This is a rather old project but we have decided to add it to the showcase because it illustrates how you can create really good learning outcomes using very simple technology , along with a little editing magic from the Gaia Studio.
At the time that we did this project with The Star Academy in Stoke-on-Trent, the school had very little computer technology and were looking for a way of demonstrating how you could learn with IT. Pupils in the Reception Class demonstrated very poor knowledge of nursery rhymes and so the teacher was keen to boost this as part of early language development.
The plan that we hatched together was to video the children’s performance of rhyme at the same time as creating awareness of video production and technology. Armed with nothing more than a mobile phone camera and a coloured wall * the staff started to film the children in line with instructions from Gaia’s studio team. Those instructions guided the teachers to filming pupils so that could later be inserted into digital backgrounds. These were created by our digital artists,
The outcome was a short video, loved by parents, of the children performing their rhymes. Interestingly, we noticed a growing awareness of the camera and performance as the project went on. See if you can see it in the way the children react through this sequence of videos.
We commonly refer to green screen film production but the background does not have to be green. Technically, the process is called Chroma key compositing, or chroma keying.

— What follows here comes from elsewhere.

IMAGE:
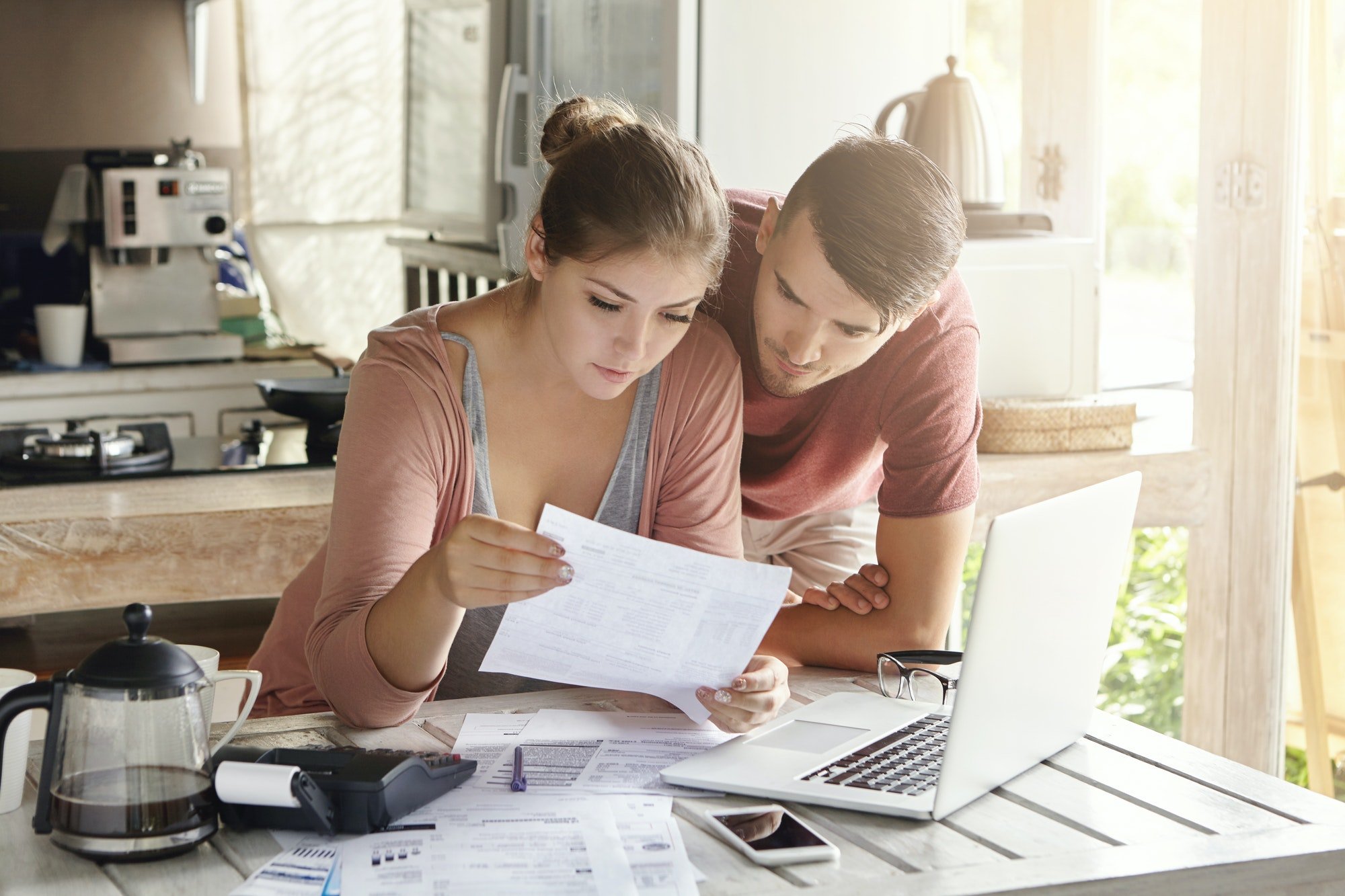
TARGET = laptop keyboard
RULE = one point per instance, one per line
(906, 762)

Chroma key compositing, or chroma keying is a visual effects/post-production technique for compositing (layering) two images or video streams together based on color hues (chroma range). The technique has been used in many fields to remove a background from the subject of a photo or video – particularly the newscasting, motion picture, and video game industries. A color range in the foreground footage is made transparent, allowing separately filmed background footage or a static image to be inserted into the scene. Wikipedia
The reason that green is commonly used is that the colour does not usually feature in the human body, thus people are easily filmed and inserted into scenes without loss of part of the image. You can chose any colour as long as the foreground object does not contain that colour.